Built to formalize data engineering patterns applied in production and to demonstrate warehouse design thinking independent of any specific cloud tooling.
flowchart LR
subgraph Sources
ERP[ERP System\nCSV Export]
CRM[CRM System\nCSV Export]
end
subgraph Bronze["🥉 Bronze Layer — Raw Ingestion"]
B1[crm_raw]
B2[erp_raw]
end
subgraph Silver["🥈 Silver Layer — Cleansed & Standardised"]
S1[dim_customers_clean]
S2[dim_products_clean]
S3[fact_sales_clean]
end
subgraph Gold["🥇 Gold Layer — Star Schema Analytical Model"]
G1[dim_customers]
G2[dim_products]
G3[dim_date]
G4[fact_sales]
end
ERP --> B2
CRM --> B1
B1 --> S1
B2 --> S2
B2 --> S3
S1 --> G1
S2 --> G2
S3 --> G4
G4 --> G3
The three-layer separation (Bronze → Silver → Gold) solves a practical problem: raw source data is messy, business logic changes, and reprocessing from scratch is expensive. By landing raw data untouched in Bronze, transformations in Silver are auditable and rerunnable. The Gold layer remains stable for BI consumers regardless of upstream changes.

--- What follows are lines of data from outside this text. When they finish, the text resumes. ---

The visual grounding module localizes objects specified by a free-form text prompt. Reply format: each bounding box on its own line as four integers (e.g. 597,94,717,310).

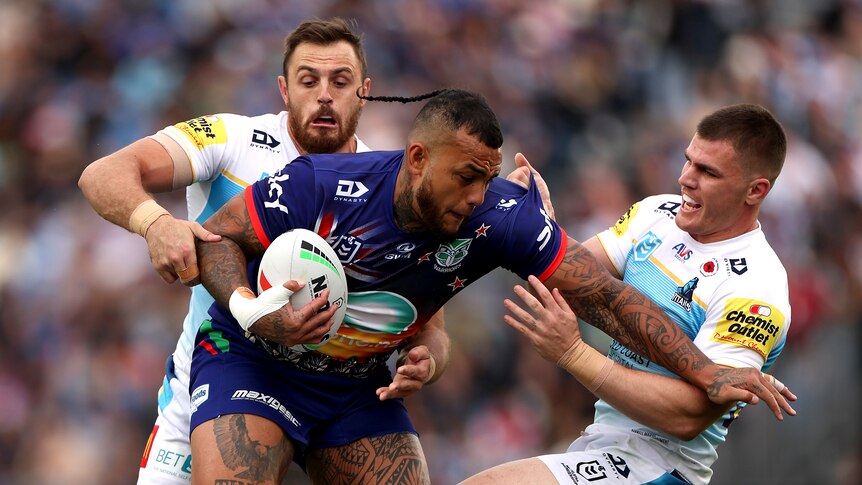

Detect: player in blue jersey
464,104,795,485
191,90,786,484
79,18,460,485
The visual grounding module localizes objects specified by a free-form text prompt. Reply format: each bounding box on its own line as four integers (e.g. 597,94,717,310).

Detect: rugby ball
257,229,347,352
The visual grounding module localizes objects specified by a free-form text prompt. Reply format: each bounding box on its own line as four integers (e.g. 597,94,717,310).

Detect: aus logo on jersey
434,239,473,273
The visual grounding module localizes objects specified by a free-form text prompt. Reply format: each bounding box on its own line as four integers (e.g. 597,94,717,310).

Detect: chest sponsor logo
174,116,227,150
711,298,785,359
251,130,281,152
725,258,748,275
673,243,694,262
263,173,290,214
634,231,661,261
330,235,362,264
605,453,631,478
335,180,368,202
536,209,554,251
700,258,718,276
670,276,700,312
611,202,640,237
191,384,210,412
497,199,518,211
384,243,416,260
434,239,473,273
575,460,608,482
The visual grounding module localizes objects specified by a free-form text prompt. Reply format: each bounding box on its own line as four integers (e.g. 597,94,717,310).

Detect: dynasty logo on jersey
174,115,227,150
712,298,785,359
611,202,640,237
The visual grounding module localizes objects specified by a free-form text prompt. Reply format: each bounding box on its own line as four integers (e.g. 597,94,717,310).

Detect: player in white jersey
464,105,795,485
79,18,460,484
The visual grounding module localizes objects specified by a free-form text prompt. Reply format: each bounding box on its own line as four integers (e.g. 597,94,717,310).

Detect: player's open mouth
311,116,338,127
682,194,701,210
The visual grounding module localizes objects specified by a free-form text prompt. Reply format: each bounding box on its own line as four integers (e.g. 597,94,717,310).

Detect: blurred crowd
0,0,862,485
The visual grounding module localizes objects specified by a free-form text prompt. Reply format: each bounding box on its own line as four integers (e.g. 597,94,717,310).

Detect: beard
416,176,461,242
287,102,362,153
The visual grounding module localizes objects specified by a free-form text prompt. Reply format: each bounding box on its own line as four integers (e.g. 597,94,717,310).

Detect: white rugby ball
257,229,347,352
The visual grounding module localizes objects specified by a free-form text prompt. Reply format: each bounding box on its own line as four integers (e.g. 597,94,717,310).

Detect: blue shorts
189,314,417,463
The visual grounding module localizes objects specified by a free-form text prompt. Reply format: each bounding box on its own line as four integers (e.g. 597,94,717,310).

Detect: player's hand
706,367,796,421
146,215,221,286
503,276,583,363
243,280,338,347
506,153,556,220
377,345,437,401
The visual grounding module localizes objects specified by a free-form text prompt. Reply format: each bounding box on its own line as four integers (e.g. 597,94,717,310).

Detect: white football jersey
595,194,790,483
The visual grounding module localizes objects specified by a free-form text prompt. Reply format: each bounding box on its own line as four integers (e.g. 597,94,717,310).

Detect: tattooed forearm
307,433,430,485
197,194,263,308
557,240,712,380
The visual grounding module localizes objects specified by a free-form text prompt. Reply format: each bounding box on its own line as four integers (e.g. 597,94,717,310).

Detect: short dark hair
281,17,368,79
697,104,787,184
410,89,503,149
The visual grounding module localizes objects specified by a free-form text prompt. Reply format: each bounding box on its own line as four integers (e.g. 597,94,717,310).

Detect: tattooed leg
192,414,293,485
306,433,431,485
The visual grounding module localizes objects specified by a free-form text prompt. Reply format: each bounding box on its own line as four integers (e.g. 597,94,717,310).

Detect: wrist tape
129,199,170,238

This mirrors the Delta Lake pattern in Databricks — same architectural contract, different execution engine.
Flat or normalised models force BI tools to resolve joins at query time, which degrades performance at scale. Star schema pre-resolves entity relationships into dimension tables, reducing analytical query complexity and enabling efficient aggregations across large fact tables. Conformed dimensions (customers, products, date) also allow future fact tables to be added without breaking existing reports.

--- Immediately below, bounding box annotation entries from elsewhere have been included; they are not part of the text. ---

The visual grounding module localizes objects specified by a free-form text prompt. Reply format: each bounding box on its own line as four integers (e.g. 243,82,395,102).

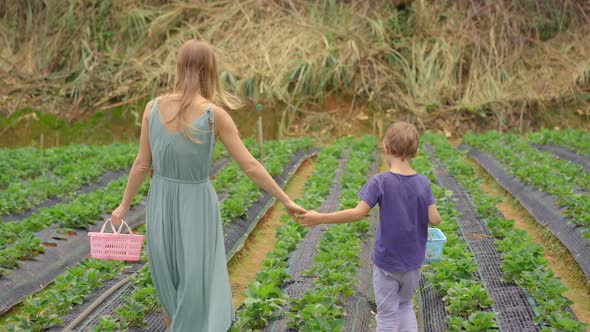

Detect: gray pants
373,265,421,332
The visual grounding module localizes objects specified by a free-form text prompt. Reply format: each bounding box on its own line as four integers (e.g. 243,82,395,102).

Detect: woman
112,39,305,332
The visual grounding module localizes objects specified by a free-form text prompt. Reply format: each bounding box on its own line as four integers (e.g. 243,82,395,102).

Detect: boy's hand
299,211,323,226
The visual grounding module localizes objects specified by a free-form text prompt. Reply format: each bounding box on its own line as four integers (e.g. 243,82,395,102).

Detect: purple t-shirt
359,171,435,272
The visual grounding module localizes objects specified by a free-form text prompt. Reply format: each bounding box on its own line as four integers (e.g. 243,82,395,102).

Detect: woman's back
149,97,215,183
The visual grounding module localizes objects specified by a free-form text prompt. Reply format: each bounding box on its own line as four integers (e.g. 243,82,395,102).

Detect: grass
0,0,590,132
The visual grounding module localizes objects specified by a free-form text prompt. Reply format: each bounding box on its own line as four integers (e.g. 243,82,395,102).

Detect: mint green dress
146,99,235,332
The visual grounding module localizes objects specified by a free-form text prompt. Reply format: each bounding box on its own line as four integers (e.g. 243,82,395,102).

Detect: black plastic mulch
417,275,447,332
426,146,540,331
50,148,318,331
264,150,350,331
0,158,236,314
533,144,590,172
0,169,129,222
462,146,590,283
0,200,145,314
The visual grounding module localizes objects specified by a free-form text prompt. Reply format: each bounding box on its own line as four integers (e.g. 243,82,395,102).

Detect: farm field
0,130,590,331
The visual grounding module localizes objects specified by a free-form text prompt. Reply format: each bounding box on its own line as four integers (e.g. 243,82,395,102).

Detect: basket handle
100,218,117,234
111,219,133,235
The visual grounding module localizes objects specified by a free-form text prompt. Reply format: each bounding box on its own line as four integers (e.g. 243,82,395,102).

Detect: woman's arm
301,201,371,226
214,107,307,219
111,101,152,225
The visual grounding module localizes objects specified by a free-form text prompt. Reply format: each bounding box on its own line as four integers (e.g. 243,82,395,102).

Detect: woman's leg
164,311,172,329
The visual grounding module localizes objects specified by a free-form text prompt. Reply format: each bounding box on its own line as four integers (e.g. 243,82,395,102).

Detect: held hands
299,210,323,227
283,200,307,222
111,205,129,226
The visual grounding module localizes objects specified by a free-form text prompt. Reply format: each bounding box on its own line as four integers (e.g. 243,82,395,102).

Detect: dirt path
227,160,314,309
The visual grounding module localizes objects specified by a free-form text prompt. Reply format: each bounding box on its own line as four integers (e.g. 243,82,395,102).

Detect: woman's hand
300,210,324,226
283,200,307,222
111,204,129,226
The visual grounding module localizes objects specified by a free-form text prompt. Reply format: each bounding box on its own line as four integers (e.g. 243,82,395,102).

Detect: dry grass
0,0,590,131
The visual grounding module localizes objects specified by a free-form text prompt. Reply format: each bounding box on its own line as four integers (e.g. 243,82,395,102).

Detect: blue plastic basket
426,228,447,263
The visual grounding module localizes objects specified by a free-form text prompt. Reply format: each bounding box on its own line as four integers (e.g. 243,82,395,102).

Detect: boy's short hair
383,121,420,160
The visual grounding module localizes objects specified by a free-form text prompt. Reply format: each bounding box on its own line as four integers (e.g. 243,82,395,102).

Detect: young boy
301,122,440,332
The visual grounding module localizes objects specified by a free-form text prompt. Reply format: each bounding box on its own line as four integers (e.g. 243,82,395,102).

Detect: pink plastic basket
88,219,145,261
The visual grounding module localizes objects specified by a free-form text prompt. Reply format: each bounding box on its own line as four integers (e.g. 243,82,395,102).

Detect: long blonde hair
166,39,241,143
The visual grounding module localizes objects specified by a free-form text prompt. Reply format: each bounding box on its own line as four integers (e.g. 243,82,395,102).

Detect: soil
469,160,590,323
228,160,314,308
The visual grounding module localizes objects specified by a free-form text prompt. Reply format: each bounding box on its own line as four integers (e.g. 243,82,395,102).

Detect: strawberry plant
231,143,344,332
287,137,376,331
446,311,500,332
443,279,492,317
426,134,585,331
528,128,590,154
92,316,127,332
0,144,137,215
464,132,590,230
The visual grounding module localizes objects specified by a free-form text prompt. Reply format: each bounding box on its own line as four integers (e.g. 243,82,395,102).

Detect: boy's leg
392,268,421,332
373,265,400,332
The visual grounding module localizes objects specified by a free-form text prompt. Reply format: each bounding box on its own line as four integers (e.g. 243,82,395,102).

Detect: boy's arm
428,204,441,226
300,201,371,226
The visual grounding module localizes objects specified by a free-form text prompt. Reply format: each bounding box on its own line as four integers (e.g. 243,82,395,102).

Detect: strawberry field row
428,135,585,331
287,136,377,331
465,132,590,232
0,144,137,215
528,129,590,154
412,148,498,331
232,142,345,331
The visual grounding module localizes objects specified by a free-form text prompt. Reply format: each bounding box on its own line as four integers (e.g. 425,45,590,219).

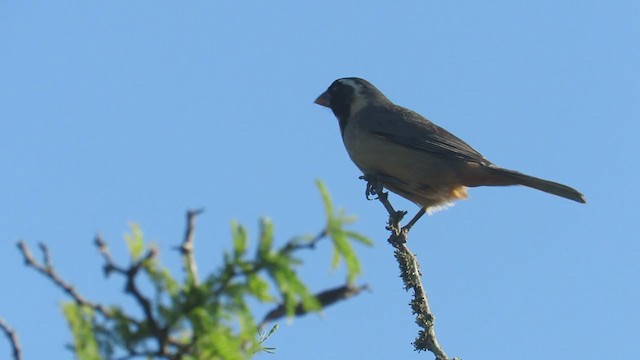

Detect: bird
315,77,586,228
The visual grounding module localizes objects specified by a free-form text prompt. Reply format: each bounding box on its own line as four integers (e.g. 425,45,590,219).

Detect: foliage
13,181,371,360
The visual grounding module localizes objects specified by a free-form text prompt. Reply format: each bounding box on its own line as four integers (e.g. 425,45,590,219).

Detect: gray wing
362,106,491,165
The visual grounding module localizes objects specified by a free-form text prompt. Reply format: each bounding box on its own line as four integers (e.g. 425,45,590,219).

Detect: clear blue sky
0,0,640,359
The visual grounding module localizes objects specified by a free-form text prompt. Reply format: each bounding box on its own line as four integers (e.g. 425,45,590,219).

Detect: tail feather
484,167,587,204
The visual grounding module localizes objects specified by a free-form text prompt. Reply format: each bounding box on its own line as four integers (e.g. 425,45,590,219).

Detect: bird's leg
359,174,384,200
360,174,408,232
402,208,427,233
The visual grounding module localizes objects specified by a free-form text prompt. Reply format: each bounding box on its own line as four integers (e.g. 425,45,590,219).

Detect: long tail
483,167,587,204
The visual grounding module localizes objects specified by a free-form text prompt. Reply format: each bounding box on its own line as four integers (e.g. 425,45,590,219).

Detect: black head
315,77,389,131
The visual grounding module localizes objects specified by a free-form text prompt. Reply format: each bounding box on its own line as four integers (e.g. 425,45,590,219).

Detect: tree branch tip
187,207,206,217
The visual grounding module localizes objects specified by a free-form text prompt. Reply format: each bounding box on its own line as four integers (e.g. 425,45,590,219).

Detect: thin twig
0,319,22,360
179,209,204,285
258,284,369,329
18,240,110,317
362,175,456,360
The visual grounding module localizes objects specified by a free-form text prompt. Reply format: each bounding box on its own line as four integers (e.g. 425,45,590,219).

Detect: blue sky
0,0,640,359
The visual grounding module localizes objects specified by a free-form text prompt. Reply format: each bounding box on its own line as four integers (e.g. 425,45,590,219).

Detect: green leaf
124,224,144,260
258,218,273,258
343,230,373,246
330,230,362,283
247,274,273,302
62,303,102,360
316,180,333,219
231,221,249,259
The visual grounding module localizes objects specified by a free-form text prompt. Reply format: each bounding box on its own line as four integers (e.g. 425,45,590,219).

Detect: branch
258,284,369,328
178,209,204,285
18,240,109,317
0,319,22,360
361,175,450,360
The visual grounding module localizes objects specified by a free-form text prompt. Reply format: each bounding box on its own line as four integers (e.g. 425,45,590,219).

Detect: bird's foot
359,174,387,200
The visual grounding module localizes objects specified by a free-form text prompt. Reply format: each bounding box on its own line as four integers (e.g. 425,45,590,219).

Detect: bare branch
179,209,204,285
0,319,22,360
361,175,450,360
18,240,109,317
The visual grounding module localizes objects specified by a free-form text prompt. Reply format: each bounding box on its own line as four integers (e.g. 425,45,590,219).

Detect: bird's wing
362,106,491,165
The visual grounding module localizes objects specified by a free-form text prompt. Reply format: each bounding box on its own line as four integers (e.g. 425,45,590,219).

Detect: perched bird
315,77,586,225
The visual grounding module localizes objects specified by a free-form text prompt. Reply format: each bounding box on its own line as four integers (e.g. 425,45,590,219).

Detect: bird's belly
343,127,466,208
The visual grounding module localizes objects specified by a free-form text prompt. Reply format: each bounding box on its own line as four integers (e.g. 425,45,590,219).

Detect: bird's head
315,77,389,124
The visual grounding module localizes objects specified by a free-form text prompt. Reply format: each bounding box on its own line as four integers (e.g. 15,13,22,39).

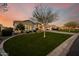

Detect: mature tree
33,5,57,38
16,23,25,32
64,21,79,32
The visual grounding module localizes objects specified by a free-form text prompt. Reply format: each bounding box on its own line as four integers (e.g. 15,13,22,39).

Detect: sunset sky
0,3,79,27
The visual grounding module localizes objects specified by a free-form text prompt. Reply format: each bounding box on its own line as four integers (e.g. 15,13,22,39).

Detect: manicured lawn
4,32,71,56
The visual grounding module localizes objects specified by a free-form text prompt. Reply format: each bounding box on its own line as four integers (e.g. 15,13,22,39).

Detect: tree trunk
44,24,46,38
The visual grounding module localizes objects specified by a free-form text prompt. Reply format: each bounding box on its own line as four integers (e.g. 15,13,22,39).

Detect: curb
0,33,26,56
47,34,78,56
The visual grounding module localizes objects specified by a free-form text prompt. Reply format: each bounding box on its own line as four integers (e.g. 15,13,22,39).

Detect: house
0,24,3,32
13,20,40,32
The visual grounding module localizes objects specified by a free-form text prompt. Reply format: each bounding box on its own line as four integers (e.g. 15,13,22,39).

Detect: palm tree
33,5,57,38
16,23,25,33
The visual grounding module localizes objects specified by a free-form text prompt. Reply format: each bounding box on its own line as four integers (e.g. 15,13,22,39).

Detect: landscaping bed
3,32,72,56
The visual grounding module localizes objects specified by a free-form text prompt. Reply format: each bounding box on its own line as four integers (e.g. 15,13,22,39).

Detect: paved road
67,37,79,56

Referenced entities (customers, shipping locations, products) are deduplicated in the Silver layer before promotion to Gold — ensuring each entity appears exactly once in dimension tables. This prevents fan-out in aggregations and is a prerequisite for accurate KPI calculation.
SQL-DW-Project/
├── datasets/ # Sample source data (ERP + CRM CSV exports)
├── scripts/
│ ├── bronze/ # Raw ingestion DDL and load scripts
│ ├── silver/ # Cleansing, standardisation, deduplication
│ └── gold/ # Star-schema DDL and final model population
├── tests/ # Data quality validation queries
└── docs/ # Data catalog, naming conventions, data lineage
| Component | Technology |
|---|---|
| Database Engine | Microsoft SQL Server (local instance) |
| Query Language | T-SQL |
| ETL Logic | Stored procedures + SQL scripts |
| Data Quality | Validation queries in /tests |
| Documentation | Data catalog in /docs |
The /docs folder contains:
- Data catalog — table descriptions, column definitions, business logic
- Naming conventions — consistent naming standard across all three layers
- Data lineage — source-to-Gold transformation map
Documentation is treated as a first-class deliverable, not an afterthought — reflecting production practice where undocumented pipelines create operational risk.
SQL-based analytics over the Gold layer, covering:
- Customer behaviour — purchase frequency, recency, revenue contribution
- Product performance — sales volume, margin trends, category analysis
- Sales trends — time-series aggregations at daily, monthly, and yearly granularity
This project formalises data engineering patterns I've applied in production: at Vestas I designed and owned end-to-end ETL pipelines processing millions of rows of SCADA turbine data into financial KPIs, built on the same Bronze → Silver → Gold separation implemented here. This repo is the explicit, documented version of that architectural thinking.